Segundo o Portal da Prefeitura de Santos:
Em Santos, segundo pesquisa realizada pela professora de História do Brasil da UniSantos, Wilma Therezinha F. Andrade, pelo menos seis quilombos surgiram no século 19. O mais famoso da história paulista foi o de Jabaquara, também conhecido como Vila Redenção, que acolhia milhares de escravos refugiados, vindos das fazendas de café do planalto paulista. No reduto, os negros empregavam sua força, principalmente, nos serviços do porto e da Cidade. (PMS, 2001).
O porto teve um importante papel nesse processo, como pode ser visto, mas também teve desdobramentos culturais que marcaram a história musical da cidade de Santos e do Estado de São Paulo.
O lazer era desfrutado com muito samba, fandango e batuque.

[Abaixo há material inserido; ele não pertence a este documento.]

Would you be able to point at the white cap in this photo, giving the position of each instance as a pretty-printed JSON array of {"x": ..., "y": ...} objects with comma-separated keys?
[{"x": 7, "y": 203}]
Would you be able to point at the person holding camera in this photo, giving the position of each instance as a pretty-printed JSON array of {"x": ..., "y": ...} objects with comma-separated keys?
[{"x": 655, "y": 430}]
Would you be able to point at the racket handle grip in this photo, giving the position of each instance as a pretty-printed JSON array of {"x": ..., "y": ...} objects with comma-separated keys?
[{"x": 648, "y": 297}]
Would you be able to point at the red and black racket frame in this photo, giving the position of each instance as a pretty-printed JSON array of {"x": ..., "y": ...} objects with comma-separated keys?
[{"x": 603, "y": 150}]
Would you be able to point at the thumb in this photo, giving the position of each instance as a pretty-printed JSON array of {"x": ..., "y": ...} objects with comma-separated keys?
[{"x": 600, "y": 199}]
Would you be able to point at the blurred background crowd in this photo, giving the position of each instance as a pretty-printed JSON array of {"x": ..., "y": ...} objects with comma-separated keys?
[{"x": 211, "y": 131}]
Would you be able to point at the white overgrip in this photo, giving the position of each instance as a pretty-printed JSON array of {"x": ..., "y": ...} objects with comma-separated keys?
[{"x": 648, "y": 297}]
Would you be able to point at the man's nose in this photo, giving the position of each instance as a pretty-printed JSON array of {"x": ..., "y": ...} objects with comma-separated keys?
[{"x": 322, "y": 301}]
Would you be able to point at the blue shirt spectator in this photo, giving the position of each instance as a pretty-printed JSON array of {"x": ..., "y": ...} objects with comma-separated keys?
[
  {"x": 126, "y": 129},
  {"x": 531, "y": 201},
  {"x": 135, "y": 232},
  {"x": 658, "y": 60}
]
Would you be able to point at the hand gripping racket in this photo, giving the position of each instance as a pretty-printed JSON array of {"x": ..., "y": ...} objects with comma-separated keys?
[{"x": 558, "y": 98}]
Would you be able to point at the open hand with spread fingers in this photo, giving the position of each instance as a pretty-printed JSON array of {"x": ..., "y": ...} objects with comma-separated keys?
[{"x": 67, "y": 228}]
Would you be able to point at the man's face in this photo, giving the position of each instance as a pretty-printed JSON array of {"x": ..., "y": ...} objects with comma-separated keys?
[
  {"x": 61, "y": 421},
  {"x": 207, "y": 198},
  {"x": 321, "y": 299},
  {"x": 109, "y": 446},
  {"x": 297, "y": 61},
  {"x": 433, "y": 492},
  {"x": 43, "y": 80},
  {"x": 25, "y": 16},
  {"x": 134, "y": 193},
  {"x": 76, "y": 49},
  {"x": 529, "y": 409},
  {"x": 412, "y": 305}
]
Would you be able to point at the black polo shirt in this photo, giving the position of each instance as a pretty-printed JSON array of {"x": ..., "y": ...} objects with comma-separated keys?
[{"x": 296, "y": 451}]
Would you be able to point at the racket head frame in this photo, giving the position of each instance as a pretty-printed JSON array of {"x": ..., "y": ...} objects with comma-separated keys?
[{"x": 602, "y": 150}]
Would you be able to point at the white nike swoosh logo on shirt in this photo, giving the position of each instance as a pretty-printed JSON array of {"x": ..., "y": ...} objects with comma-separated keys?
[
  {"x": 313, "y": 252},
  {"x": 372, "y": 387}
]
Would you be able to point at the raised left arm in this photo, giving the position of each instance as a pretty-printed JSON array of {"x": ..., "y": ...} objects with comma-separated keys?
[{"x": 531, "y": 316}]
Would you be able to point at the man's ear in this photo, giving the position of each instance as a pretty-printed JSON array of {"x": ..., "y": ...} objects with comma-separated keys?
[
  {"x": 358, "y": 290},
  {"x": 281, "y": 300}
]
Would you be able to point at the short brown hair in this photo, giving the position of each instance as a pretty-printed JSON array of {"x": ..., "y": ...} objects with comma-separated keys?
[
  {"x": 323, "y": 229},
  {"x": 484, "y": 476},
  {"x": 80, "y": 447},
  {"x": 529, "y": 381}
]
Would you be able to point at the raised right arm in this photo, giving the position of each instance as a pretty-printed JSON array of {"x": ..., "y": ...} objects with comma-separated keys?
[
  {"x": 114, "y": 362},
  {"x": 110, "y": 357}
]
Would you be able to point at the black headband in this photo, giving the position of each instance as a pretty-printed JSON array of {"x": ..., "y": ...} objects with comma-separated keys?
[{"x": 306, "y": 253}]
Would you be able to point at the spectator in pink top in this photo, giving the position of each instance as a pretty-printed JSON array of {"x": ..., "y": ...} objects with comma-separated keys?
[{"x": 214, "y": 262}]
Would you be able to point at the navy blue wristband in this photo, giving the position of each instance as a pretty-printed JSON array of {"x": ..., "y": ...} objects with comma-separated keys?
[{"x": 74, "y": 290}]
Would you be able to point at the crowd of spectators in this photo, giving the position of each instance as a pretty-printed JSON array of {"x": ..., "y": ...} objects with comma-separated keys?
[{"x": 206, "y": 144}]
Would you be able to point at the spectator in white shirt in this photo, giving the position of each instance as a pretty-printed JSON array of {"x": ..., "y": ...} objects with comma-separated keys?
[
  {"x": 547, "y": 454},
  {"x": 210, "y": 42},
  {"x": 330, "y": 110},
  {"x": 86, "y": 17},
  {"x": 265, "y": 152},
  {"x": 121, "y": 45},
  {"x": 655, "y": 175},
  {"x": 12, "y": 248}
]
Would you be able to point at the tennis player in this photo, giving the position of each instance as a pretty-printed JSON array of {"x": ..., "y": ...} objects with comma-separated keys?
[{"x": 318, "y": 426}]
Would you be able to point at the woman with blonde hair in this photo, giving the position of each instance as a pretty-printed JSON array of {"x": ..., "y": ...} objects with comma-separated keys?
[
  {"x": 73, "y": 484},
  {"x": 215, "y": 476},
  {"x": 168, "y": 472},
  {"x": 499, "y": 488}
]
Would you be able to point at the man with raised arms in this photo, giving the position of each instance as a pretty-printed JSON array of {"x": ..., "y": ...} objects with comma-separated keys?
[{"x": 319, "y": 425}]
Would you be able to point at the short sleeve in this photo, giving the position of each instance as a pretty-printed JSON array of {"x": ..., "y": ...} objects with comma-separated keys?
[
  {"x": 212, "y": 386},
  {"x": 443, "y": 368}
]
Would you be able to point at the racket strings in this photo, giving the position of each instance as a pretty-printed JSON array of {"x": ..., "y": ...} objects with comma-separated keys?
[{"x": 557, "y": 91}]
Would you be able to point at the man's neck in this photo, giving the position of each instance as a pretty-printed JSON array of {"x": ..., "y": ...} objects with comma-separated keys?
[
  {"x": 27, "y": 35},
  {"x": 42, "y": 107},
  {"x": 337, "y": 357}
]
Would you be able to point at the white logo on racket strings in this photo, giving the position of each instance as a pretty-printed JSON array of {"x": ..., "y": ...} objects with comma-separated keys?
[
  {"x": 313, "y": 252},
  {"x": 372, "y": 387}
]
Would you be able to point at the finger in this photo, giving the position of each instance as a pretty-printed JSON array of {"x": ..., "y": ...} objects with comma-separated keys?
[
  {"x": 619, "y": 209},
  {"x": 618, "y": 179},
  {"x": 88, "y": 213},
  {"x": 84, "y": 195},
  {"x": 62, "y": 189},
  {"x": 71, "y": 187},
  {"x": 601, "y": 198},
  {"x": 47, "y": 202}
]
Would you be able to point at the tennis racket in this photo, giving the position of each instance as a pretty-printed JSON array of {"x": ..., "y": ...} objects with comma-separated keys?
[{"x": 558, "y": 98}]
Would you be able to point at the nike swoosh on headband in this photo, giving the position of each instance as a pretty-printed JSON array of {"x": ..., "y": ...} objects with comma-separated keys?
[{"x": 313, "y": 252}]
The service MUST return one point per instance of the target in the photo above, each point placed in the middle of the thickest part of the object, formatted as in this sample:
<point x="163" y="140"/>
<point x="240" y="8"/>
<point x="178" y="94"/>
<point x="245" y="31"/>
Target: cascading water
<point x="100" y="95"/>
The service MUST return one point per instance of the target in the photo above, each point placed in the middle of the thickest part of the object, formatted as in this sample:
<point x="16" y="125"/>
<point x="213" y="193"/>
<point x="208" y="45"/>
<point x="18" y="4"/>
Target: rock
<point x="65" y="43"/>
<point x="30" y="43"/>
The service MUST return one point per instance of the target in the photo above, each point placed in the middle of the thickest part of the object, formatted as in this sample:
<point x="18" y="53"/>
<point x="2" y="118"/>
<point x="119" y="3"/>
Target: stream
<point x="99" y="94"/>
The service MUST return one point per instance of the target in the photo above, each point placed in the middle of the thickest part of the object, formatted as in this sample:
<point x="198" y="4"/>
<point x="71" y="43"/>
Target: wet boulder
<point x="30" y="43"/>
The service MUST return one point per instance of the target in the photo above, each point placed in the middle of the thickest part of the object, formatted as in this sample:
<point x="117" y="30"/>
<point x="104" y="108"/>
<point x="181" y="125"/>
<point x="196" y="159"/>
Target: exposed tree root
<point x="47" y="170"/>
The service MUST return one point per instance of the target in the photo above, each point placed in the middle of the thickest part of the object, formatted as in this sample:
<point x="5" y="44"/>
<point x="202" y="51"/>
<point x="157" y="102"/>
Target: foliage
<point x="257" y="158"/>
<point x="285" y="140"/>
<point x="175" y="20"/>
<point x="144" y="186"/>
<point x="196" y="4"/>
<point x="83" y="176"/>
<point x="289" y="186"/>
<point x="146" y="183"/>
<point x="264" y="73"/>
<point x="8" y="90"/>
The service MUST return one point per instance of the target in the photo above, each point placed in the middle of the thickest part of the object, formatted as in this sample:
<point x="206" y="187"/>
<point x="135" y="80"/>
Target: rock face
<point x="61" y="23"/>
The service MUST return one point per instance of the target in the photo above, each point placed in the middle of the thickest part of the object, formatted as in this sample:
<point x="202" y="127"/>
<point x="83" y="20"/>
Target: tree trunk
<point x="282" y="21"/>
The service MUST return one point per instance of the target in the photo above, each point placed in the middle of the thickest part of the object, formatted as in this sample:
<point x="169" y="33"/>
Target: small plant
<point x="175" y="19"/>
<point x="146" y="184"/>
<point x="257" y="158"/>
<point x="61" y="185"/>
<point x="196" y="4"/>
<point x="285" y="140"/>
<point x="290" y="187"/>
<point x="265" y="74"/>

O Quilombo do Pai Filipe, velho rei africano, foi o primeiro batuqueiro da Cidade, localizado na atual Vila Mathias junto à encosta do Monte Serrat. Ele foi considerado o Rei Batuqueiro e um dos pioneiros do samba paulista. No local, os negros se reuniam aos sábados e domingos para tocar e dançar. Na área continental da Cidade, estava o Engenho dos Quilombos, antiga instalação do Engenho de N. Sª do Quilombo, ocupada por ex-escravos. Além destes, o Sítio do Icanhema, a Casa de Geraldo Leite da Fonseca e Santos Garrafão, considerado o quilombo mais urbano, eram pontos de refúgio no Município. (PMS, 2001).
José Bonifácio era também era um estadista, estrategista e visionário.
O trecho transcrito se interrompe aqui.